I’ve probably written about this before, but I write letters I’m never gonna send. I do it for therapy. You’ve already read about my passion for writing letters (the right pen, the ink flow on the paper, etc), and although I blog…writing is the ultimate satisfaction.
I’ve been doing a lot of writing lately. I’ve been releasing my angst to paper in the hopes that it’ll purge the ill feelings and anger that I have. Don’t get me wrong people, I’m doing pretty well, and I think it’s because of the writing that I’m doing ok. But sometimes, when it’s really late, I’m lying in bed and I can’t shut the turning wheels down…I have to get it out before it consumes me. I write out all the little details…I call the recipient of my fury all kinds of horrible 4 letter names…Ok, some of them are 6 and 8 letters…and if I’m feeling a little hoity toity..could be more! I write all the things I would say if that person were standing in front of me.

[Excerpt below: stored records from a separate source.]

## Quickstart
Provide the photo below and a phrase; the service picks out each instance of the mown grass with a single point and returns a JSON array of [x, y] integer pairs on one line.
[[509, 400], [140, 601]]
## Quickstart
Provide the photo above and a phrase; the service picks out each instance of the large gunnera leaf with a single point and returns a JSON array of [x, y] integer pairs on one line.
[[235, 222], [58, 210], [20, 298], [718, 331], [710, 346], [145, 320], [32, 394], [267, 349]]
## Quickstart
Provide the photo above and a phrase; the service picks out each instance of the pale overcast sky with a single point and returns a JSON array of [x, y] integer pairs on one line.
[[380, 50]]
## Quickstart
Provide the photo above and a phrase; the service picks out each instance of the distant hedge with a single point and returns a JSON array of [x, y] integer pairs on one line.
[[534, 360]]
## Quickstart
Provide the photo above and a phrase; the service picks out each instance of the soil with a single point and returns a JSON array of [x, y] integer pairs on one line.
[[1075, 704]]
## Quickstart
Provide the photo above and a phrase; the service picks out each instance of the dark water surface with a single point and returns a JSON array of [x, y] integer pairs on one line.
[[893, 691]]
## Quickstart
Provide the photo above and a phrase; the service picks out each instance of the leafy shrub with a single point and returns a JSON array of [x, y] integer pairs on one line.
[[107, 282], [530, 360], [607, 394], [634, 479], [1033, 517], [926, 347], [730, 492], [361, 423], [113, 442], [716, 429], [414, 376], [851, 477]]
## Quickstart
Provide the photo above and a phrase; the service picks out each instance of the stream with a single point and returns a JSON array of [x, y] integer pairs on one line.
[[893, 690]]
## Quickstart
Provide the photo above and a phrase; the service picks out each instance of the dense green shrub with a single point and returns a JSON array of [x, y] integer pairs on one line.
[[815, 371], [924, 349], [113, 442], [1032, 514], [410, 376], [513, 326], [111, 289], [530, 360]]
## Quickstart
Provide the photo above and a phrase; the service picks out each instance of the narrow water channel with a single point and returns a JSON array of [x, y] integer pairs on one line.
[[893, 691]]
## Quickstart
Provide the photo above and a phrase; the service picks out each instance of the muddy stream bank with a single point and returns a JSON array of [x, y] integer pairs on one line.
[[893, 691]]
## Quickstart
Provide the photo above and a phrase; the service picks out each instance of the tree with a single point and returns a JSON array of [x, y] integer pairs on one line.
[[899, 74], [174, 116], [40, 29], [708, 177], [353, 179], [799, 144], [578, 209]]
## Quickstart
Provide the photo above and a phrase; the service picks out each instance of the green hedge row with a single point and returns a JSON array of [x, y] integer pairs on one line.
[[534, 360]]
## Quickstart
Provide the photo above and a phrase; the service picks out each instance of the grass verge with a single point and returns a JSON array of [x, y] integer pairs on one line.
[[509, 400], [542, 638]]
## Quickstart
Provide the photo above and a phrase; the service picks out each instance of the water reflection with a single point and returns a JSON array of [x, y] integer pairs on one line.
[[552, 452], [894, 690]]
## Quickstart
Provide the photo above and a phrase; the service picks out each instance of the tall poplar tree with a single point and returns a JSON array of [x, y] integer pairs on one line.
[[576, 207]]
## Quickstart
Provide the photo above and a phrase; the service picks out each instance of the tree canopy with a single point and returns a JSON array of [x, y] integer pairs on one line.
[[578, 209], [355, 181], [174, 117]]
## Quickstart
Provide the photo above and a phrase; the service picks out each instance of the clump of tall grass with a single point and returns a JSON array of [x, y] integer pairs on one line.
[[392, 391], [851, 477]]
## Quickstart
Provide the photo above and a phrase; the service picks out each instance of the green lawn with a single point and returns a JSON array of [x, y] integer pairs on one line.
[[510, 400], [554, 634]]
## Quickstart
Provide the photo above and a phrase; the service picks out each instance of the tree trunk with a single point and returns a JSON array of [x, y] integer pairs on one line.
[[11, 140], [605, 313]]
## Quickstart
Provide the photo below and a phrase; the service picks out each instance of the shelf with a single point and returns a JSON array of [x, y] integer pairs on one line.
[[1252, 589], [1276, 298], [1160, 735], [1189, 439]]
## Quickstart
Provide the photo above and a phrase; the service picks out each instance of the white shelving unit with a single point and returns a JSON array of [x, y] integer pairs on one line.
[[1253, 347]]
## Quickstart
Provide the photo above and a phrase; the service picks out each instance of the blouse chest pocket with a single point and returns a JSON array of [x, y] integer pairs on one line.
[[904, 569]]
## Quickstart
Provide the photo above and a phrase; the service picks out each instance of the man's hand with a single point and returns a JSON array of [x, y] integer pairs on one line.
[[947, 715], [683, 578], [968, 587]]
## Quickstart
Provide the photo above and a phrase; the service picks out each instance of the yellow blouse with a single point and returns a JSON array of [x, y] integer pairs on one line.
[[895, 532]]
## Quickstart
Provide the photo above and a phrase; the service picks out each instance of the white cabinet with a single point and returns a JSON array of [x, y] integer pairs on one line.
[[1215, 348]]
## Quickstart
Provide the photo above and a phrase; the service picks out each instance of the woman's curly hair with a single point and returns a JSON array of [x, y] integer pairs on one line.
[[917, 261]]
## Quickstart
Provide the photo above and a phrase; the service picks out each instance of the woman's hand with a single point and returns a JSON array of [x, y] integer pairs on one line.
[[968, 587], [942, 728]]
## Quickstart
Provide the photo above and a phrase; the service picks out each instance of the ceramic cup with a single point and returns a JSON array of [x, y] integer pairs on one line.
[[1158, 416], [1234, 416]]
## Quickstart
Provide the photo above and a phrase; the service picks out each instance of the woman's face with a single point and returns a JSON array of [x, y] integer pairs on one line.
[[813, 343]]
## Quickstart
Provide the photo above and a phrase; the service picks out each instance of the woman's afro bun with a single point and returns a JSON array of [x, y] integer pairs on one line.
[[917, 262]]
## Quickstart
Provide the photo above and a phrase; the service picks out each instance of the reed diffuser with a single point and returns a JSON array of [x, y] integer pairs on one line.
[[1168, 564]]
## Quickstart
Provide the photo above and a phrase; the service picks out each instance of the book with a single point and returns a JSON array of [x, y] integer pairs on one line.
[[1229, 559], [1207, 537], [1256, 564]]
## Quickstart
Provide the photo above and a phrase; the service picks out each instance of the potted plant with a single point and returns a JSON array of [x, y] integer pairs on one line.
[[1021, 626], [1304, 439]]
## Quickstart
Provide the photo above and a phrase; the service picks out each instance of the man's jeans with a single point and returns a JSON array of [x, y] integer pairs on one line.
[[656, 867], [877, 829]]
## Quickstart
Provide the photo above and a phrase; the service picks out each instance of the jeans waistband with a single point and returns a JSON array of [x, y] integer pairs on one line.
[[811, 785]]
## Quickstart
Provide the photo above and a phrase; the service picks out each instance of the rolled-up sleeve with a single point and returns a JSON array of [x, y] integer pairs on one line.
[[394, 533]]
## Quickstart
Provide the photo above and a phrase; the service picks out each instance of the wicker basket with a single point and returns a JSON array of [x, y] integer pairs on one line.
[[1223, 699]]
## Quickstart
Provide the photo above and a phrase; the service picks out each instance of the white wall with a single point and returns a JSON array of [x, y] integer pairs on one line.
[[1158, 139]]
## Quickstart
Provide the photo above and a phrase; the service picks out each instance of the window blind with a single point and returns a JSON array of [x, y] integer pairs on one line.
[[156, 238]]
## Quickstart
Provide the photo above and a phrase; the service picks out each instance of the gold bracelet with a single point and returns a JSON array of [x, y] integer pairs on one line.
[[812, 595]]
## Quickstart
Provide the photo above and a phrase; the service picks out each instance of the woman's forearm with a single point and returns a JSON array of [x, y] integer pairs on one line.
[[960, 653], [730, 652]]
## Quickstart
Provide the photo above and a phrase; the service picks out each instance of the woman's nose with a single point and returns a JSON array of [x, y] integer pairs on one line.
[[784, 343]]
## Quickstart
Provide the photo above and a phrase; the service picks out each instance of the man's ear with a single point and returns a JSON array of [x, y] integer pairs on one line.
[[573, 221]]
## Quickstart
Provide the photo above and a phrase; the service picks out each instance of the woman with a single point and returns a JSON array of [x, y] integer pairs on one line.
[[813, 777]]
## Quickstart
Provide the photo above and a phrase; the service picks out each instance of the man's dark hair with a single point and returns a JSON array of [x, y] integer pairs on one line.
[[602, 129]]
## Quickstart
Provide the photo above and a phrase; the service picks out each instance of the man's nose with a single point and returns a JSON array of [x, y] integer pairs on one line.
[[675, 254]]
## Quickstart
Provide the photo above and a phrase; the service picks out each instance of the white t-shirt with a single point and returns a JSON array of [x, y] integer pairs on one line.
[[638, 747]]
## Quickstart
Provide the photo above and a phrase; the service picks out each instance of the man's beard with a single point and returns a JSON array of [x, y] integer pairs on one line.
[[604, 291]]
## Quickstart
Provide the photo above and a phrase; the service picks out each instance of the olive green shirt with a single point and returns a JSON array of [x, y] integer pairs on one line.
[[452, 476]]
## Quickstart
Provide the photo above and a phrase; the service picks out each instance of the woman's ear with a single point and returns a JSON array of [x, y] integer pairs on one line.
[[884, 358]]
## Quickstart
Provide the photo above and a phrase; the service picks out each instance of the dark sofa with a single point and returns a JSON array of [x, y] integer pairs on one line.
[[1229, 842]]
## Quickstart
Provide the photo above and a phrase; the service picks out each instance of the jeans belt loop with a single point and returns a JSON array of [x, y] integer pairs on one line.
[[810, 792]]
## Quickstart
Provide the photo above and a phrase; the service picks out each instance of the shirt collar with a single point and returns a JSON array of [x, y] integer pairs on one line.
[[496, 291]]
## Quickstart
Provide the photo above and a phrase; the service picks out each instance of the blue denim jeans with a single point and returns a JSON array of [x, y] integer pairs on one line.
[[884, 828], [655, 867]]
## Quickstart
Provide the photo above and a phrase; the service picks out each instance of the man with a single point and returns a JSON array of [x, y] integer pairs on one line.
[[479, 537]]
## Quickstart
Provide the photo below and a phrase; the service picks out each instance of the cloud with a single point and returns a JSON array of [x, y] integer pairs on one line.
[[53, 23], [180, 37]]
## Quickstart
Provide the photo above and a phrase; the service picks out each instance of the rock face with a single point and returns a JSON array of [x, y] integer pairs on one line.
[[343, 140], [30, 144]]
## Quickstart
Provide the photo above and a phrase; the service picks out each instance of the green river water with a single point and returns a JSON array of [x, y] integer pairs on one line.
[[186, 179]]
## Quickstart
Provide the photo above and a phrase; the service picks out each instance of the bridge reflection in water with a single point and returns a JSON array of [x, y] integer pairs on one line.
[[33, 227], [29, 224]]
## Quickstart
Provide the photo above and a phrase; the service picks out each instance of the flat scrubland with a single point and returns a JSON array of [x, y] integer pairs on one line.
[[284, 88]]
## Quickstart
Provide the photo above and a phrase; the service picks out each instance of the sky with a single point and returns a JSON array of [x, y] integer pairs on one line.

Don’t get me wrong people….just because I don’t send the letters, doesn’t mean that the idiot doesn’t deserve them or that I wouldn’t say those things face-to-face. I would. It’s because I can’t say them face-to-face that it all comes out on the paper. In some instances, logistics is the reason behind not personally delivering the message. In other instances, it isn’t prudent…or the right time to say the things I need to say…so it’s a waiting game. And in order to keep my patience, I write.
Writing gives me peace. Ok, it may be a temporary peace, but I'll take it. My serenity swings back and forth like a pendulum. But I will say this....
It's so nice to feel wanted. Yes, I'm writing as therapy...but a couple of gentlemen are also giving me some therapy. I don't know what the future holds or where it will take me...but it is nice to be wanted.